Elle ne nous dit plus « au revoir » ou « bon courage »

Oui, répondit tristement Teyla.

Est-ce qu'elle vous parle à vous ?

Le moins possible. »

Rodney soupira. Ils avaient tout fait de travers. Non seulement ils n'avaient pas réussi à les réconcilier, mais en plus ils s'étaient mis leurs amis à dos.

« On traîne pas derrière, lança Sheppard en pressant le pas. »

Rodney grinça des dents mais ne dit rien. Il avait d'ailleurs davantage fait d'efforts en deux semaines qu'en 3 ans.

« McKay, elle est où votre source d'énergie ?

Pas loin.

C'est pas une réponse. »

Le canadien grinça des dents et passa devant le militaire pour les guider à l'aide de son ordinateur jusqu'à une grotte.
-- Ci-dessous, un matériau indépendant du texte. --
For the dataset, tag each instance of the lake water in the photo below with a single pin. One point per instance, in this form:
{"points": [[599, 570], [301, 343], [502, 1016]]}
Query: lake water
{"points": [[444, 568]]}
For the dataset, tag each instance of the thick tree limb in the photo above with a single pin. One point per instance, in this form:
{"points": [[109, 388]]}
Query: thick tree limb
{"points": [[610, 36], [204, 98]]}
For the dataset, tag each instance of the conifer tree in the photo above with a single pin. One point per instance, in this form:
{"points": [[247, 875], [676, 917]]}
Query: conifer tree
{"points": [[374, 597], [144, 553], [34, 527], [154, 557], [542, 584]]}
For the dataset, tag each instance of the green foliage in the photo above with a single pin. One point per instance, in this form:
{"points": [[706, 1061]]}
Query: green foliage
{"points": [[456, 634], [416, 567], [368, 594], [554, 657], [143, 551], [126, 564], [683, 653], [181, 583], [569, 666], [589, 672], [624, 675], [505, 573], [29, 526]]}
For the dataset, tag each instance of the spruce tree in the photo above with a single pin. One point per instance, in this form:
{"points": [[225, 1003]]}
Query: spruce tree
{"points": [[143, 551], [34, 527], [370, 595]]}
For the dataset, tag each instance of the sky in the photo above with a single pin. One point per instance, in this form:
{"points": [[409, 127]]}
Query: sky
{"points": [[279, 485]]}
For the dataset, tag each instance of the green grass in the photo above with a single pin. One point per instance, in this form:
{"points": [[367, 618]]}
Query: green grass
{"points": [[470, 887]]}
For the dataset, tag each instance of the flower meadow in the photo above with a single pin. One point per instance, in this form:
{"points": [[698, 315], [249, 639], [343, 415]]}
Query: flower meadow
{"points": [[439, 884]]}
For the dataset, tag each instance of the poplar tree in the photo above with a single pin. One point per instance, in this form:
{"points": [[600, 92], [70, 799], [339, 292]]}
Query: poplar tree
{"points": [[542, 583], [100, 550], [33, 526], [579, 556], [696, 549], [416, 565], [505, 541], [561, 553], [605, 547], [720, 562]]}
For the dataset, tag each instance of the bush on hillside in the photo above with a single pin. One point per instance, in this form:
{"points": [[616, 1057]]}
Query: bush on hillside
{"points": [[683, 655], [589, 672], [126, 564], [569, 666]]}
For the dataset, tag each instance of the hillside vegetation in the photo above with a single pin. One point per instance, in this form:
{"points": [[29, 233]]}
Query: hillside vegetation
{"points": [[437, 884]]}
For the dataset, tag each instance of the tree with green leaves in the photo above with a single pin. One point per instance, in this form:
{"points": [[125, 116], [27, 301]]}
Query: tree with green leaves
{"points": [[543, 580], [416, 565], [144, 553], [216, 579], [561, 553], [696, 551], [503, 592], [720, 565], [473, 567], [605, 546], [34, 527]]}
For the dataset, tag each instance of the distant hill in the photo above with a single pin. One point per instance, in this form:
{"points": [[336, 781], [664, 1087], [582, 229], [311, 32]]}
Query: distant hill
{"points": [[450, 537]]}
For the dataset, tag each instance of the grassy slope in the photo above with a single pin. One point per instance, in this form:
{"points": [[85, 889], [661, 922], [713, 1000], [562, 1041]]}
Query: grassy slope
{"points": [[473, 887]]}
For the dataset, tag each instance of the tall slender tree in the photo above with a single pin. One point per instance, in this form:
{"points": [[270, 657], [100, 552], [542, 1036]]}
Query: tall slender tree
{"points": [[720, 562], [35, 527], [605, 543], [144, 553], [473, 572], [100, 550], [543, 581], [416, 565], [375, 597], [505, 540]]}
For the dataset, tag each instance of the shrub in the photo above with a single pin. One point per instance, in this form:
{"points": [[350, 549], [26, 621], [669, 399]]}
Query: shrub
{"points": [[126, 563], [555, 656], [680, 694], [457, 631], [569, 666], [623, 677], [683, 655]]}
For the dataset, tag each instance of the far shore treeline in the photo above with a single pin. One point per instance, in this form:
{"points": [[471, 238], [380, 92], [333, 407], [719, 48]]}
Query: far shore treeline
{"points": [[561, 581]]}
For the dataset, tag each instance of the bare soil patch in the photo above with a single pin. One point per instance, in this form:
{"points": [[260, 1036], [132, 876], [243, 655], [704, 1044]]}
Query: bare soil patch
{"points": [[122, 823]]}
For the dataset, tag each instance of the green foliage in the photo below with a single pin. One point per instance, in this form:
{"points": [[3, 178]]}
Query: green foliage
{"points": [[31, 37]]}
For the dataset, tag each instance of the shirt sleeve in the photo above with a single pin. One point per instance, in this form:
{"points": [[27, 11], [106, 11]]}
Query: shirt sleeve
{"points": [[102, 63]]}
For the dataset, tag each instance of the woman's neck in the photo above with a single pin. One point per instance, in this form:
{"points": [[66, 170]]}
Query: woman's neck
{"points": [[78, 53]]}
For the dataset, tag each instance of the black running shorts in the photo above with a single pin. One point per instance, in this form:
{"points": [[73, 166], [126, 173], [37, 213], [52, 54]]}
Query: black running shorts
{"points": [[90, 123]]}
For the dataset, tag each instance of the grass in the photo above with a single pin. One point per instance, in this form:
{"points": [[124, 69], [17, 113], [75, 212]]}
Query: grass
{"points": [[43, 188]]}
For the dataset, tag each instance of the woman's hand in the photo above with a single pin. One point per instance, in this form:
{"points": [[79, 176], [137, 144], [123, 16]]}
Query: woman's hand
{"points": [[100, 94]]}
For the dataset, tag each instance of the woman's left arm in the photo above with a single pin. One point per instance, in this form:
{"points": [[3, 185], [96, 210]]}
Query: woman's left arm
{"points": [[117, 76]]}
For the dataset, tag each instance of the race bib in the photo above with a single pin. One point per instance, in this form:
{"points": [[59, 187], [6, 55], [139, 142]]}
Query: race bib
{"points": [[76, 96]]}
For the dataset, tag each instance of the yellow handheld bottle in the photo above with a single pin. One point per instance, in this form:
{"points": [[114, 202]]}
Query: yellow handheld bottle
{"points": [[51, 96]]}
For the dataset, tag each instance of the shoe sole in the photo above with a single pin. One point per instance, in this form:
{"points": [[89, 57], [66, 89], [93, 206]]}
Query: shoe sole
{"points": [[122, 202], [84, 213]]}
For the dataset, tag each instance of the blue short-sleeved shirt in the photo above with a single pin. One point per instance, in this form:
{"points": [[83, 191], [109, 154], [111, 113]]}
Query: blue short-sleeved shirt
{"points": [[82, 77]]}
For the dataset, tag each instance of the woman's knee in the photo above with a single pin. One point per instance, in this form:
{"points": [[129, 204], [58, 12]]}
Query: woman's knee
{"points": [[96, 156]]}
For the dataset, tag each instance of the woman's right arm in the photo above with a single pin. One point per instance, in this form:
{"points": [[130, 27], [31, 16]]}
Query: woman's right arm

Il stoppa devant.

« Alors McKay, allez-y, guidez-nous. Vous avez di bien réussi jusqu'à présent, lança méchamment le colonel. »

Le scientifique, les yeux brillants de colère, hésita. Il n'était pas aussi peureux qu'on semblait le croire, Mais le noir…enfin ça remontait à sa petite enfance…

« Je vous accompagne, dit Teyla en rejoignant Rodney »

Il lui adressa un petit sourire. Crispé, mais reconnaissant. Les deux atlantes entrèrent.

« Sheppard…

Ronon, restez là pour faire le guet, le coupa le militaire. »

Le satédien grogna et se mit dos à la grotte. John entra, arme au poing.